Melansir data Refinitiv, indeks S&P 500 sepanjang tahun ini sudah jeblok lebih dari 25%, dan berada di level terendah sejak akhir 2020.
Sementara itu indeks dolar AS melesat sekitar 17% dan berada di level tertinggi dalam 20 tahun terakhir. Meroketnya indeks dolar AS tersebut menjadi indikasi mata uang lainnya rontok.
Ketika resesi misalnya, tingkat pengangguran akan tinggi tetapi inflasi rendah. Sebab, ketika banyak warga yang menganggur maka konsumsi rumah tangga akan menurun, demand pull inflation pun rendah.
Pasar tenaga kerja saat ini masih terlihat kuat, bahkan di beberapa negara seperti Australia justru mengalami kelangkaan tenaga kerja.
Stagflasi lebih sulit “disembuhkan” ketimbang resesi. Sebab, para pembuat kebijakan harus bisa menyeimbangkan antara inflasi dan pasar tenaga kerja.
Ketika inflasi tinggi maka suku bunga akan dikerek naik, tetapi risikonya pasar tenaga akan melemah dan tingkat pengangguran meningkat.
Sebaliknya, saat tingkat pengangguran tinggi yang dibutuhkan adalah suku bunga rendah, tetapi risikonya inflasi akan meningkat.
Yang menarik, “obat” stagflasi yang paling mujarab adalah resesi.
“Satu-satunya obat untuk stagflasi adalah resesi,” kata David Wilcox, ekonom senior di Perterson Institute for International Economics, sebagimana dilansir The Washington Post, awal Juni lalu seperti dikutip dari CNBC Indonesia.
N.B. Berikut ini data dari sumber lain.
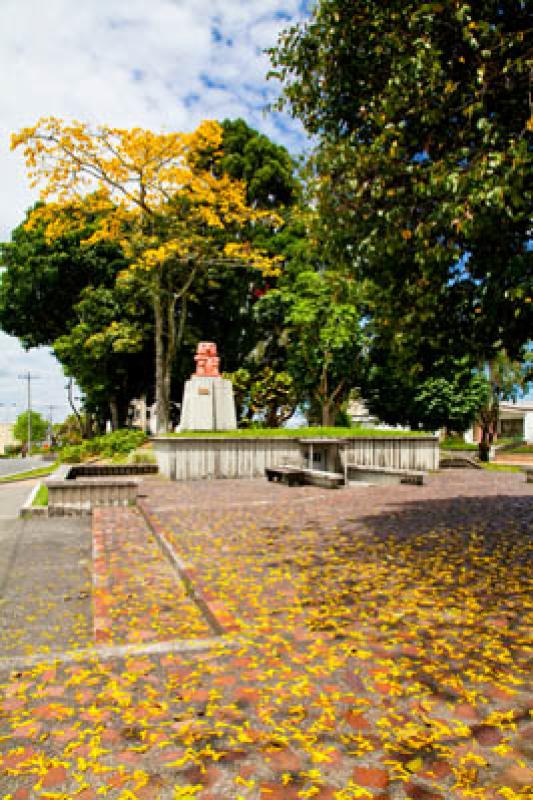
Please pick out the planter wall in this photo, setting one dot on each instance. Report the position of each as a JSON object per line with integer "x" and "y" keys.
{"x": 227, "y": 457}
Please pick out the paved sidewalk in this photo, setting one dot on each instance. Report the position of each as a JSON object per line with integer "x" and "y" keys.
{"x": 377, "y": 645}
{"x": 138, "y": 596}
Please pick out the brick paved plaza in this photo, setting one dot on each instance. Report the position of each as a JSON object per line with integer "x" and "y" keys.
{"x": 248, "y": 640}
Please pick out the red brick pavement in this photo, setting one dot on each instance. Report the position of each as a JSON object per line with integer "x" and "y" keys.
{"x": 378, "y": 647}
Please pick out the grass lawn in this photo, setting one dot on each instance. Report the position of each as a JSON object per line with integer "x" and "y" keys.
{"x": 526, "y": 449}
{"x": 492, "y": 467}
{"x": 41, "y": 498}
{"x": 298, "y": 433}
{"x": 41, "y": 472}
{"x": 455, "y": 444}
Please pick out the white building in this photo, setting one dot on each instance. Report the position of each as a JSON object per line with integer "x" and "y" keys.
{"x": 515, "y": 421}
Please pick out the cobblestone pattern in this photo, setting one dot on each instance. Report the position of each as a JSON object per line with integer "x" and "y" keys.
{"x": 137, "y": 595}
{"x": 384, "y": 643}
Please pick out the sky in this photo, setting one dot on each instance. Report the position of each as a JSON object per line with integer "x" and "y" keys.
{"x": 159, "y": 64}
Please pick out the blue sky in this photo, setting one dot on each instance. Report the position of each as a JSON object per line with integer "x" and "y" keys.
{"x": 159, "y": 64}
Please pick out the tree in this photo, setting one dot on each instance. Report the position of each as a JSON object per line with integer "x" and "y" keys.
{"x": 153, "y": 196}
{"x": 42, "y": 279}
{"x": 423, "y": 168}
{"x": 39, "y": 427}
{"x": 317, "y": 316}
{"x": 263, "y": 395}
{"x": 107, "y": 349}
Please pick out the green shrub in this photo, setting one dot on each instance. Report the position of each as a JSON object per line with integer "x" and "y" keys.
{"x": 143, "y": 457}
{"x": 71, "y": 454}
{"x": 117, "y": 443}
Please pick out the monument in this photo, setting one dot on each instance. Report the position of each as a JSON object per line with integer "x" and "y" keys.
{"x": 208, "y": 402}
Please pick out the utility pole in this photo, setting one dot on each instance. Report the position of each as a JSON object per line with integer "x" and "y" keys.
{"x": 7, "y": 406}
{"x": 29, "y": 378}
{"x": 51, "y": 422}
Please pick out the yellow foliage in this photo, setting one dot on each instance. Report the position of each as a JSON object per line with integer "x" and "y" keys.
{"x": 147, "y": 191}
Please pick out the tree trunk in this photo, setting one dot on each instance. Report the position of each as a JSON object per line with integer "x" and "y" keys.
{"x": 160, "y": 401}
{"x": 327, "y": 415}
{"x": 113, "y": 408}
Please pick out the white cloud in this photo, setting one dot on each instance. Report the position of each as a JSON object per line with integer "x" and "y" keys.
{"x": 160, "y": 64}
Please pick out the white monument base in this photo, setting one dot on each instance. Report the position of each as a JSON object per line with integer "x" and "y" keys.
{"x": 208, "y": 405}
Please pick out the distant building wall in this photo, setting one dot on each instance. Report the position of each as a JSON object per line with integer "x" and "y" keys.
{"x": 227, "y": 457}
{"x": 6, "y": 435}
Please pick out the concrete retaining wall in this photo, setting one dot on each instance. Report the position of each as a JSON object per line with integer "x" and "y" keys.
{"x": 227, "y": 457}
{"x": 80, "y": 496}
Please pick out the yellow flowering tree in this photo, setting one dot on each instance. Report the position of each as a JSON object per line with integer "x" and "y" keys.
{"x": 150, "y": 192}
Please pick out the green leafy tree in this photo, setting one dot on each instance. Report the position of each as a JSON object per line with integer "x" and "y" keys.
{"x": 39, "y": 427}
{"x": 423, "y": 170}
{"x": 317, "y": 318}
{"x": 106, "y": 351}
{"x": 263, "y": 395}
{"x": 41, "y": 280}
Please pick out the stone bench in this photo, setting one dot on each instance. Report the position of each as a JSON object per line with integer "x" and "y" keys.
{"x": 370, "y": 474}
{"x": 327, "y": 480}
{"x": 79, "y": 497}
{"x": 292, "y": 476}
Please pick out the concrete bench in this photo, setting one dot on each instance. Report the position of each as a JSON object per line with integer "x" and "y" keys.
{"x": 327, "y": 480}
{"x": 79, "y": 497}
{"x": 371, "y": 474}
{"x": 292, "y": 476}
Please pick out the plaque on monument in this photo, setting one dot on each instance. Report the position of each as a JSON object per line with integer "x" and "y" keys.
{"x": 208, "y": 402}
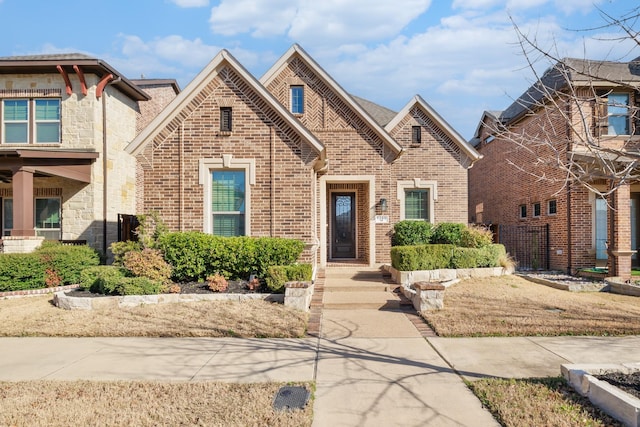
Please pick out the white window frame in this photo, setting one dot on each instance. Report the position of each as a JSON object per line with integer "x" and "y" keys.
{"x": 206, "y": 166}
{"x": 533, "y": 210}
{"x": 46, "y": 230}
{"x": 31, "y": 122}
{"x": 303, "y": 106}
{"x": 418, "y": 184}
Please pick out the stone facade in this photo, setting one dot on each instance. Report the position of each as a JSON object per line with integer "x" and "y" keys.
{"x": 86, "y": 107}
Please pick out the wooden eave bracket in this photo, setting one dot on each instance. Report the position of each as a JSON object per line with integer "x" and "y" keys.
{"x": 65, "y": 76}
{"x": 104, "y": 81}
{"x": 83, "y": 83}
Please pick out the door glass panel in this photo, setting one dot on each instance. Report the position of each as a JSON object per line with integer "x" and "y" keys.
{"x": 601, "y": 229}
{"x": 343, "y": 226}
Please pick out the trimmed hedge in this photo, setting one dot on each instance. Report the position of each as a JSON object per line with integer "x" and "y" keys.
{"x": 196, "y": 255}
{"x": 113, "y": 280}
{"x": 438, "y": 256}
{"x": 58, "y": 264}
{"x": 278, "y": 275}
{"x": 412, "y": 233}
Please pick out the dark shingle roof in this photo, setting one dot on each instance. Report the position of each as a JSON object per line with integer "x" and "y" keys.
{"x": 578, "y": 72}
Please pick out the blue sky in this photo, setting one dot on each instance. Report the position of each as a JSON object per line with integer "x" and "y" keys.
{"x": 461, "y": 56}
Ketika resesi terjadi permintaan juga akan melambat dan perlahan-lahan menurunkan inflasi.
Negara-negara Barat kini menjadi yang paling berisiko mengalami stagflasi. Inflasi di Amerika Serikat (AS) dan Ingggris berada di level tertinggi dalam 40 tahun terakhir.
Di Zona Euro, yang terdiri dari 19 negara, inflasi bahkan mencatat rekor tertinggi sepanjang masa.
Inflasi yang tinggi juga melanda belahan bumi lainnya. Australia misalnya, kemudian Singapura.
Di Indonesia sejauh ini inflasi mulai merangkak naik meski bisa dikatakan masih terkendali. Namun, patut menjadi perhatian bagaimana perkembangan inflasi ke depannya, apalagi setelah kenaikan harga bahan bakar minyak (BBM) subsidi.
Selain itu, bank sentral AS (The Fed) dan beberapa bank sentral lainnya pada akhir tahun lalu melihat inflasi tinggi hanya bersifat sementara, sehingga menunda pengetatan moneter guna meredam inflasi. Alhasil, inflasi malah terus meroket.